Review Article

創薬および治療におけるCRISPR–Casの基礎

Nature Reviews Drug Discovery 16, 2 doi: 10.1038/nrd.2016.238

CRISPR–Cas系は、ゲノム編集および調節のために容易に利用することのできるプログラム可能なツールとして最近発展しており、生物学の大変革をもたらしている。基準ゲノム塩基配列情報および個別化ゲノム塩基配列情報の急速な拡大と合わせて、CRISPR–Casに基づいたさまざまな技術によって、ヒトの細胞などこれまで困難だった状況でさえ、ほぼ無制限な遺伝子操作が可能になっている。

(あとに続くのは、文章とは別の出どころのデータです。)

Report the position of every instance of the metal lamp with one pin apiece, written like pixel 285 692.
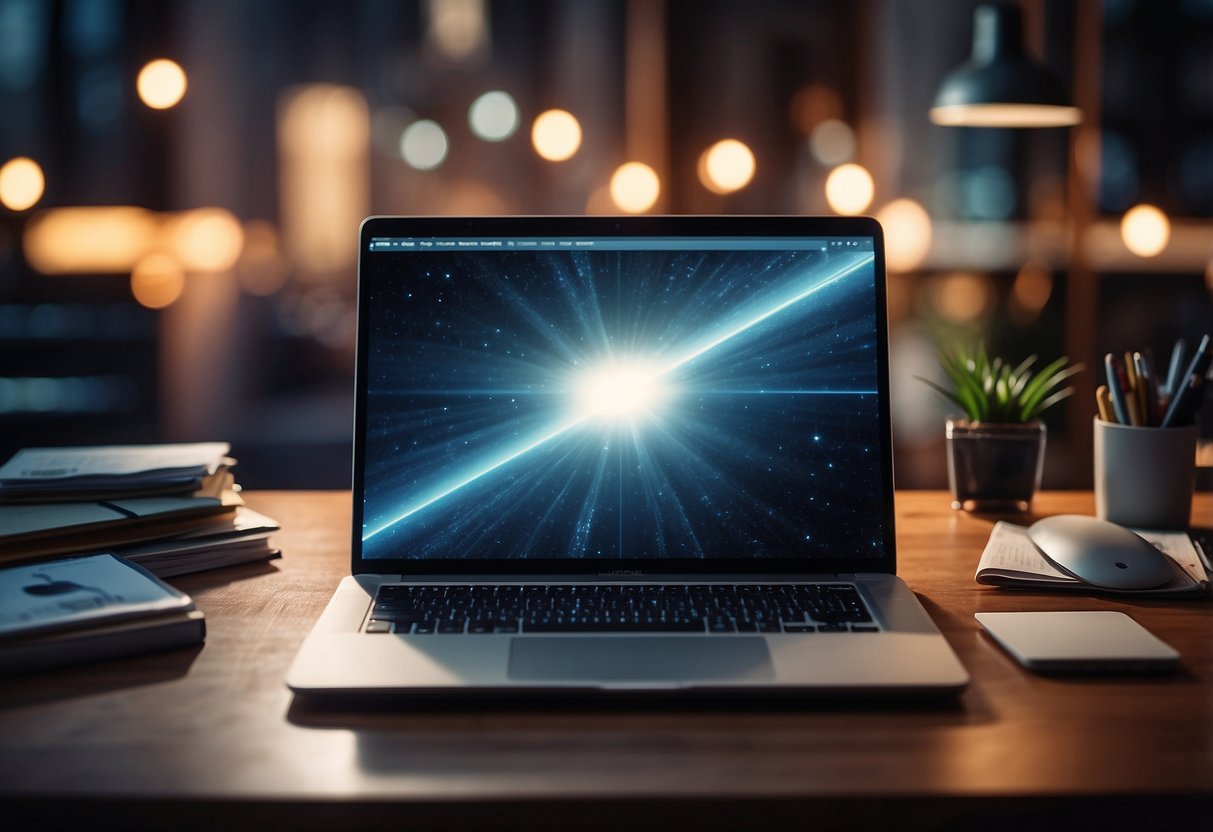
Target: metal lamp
pixel 1001 86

メンデル型遺伝病の治療にCRISPR–Casを適用できる可能性が大きな注目を集めてきたが、この技術は複雑な遺伝性疾患や体細胞疾患の治療法の開発に変革をもたらすと期待されている。本総説では、CRISPR–Casが、価値の高い標的の発見と検証を促進し、信頼度の高いバイオマーカーを見いだし、他と区別される画期的な治療法を開発することで、次世代の創薬にどのように影響し得るかを論じる。また、この革新的な遺伝子編集技術の将来性、陥りやすい誤りや障害に焦点を合わせ、さまざまなCRISPR–Casスクリーニングプラットフォームの重要な側面について論じ、ゲノム工学における最良の実践に関する我々の見通しを示す。